You can buy dried chickpeas and cook them from scratch or buy them in cans if you don’t have time. Tahini paste is readily available in all supermarkets around the USA.
Ingredients:
- 2 cups dried chickpeas (the smallest you can find)
- 2 tbsp baking soda for soaking + ½ tsp for cooking
- ½ cup Tahini
- juice from 1 squeezed lemon
- 2 garlic cloves
- ½ tsp salt
- 1/2 teaspoon cumin (optional)
- ½ – 1 cup water, depending on desired consistency.
Method:
- Soak chickpeas in clean water with 2 tablespoons of baking soda overnight.
- Drain, rinse and soak again in tap water for a few more hours. The grains should absorb most of the water and almost double their volume.
- Rinse the chickpeas well and put them in a large pot. Cover with water, add ½ tsp baking soda and NO salt. Cook until the grains are very tender, around 45 minutes to an hour. Regularly skim the surface during cooking process to remove foam and loose peels floating.
- When cooked, drain the chickpeas and transfer to your food processor. Process into a thick purée. Allow to cool for a little while before you continue.

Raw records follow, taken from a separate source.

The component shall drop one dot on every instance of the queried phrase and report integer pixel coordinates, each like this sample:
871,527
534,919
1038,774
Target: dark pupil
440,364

- Add the tahini, lemon juice, garlic, salt and cumin, then start the food processor. Add water, a bit at a time, until you get the desired texture. Make it a bit thinner than the real desired texture, as it tends to firm up after a little while (especially if you don’t eat it right away and refrigerate it).
- Drizzle extra virgin olive oil and add toasted pine nuts to the Hummus if you like.
- Serve with pita chips, or crudités, or just plain grab a spoon and dig in!
To make Pita Chips:
Simply tear couple pita breads by hand or cut them with scissors, spray them with vegetable spray or olive oil and bake them in a 325 degrees F oven until golden brown. Serve these healthy pita chips with hummus, labné or any other dip you like.
To make Avocado Hummus:
Follow the same process above and add 1 peeled avocado to step 4, adjust the seasoning and continue.
This hummus is creamy, yummy and very healthy.
Bon Appetit!
Tip: You can adjust the proportions of the ingredients to taste, depending on how strong you want the flavor and how thick you like your hummus. Start with less liquid than you think you might need. You can always add more as you blend it, but if you add too much, you’ve got a sauce, not a dip.
Hummus is usually served in special bowls . Above is what Tahini Paste looks like.
This is what the Avocado Hummus looks like in your food processor. Process until smooth and creamy.
Drizzle extra virgin olive oil and toasted pine nuts on top of the hummus if you wish.
Serve the Hummus with pita bread or chips and enjoy.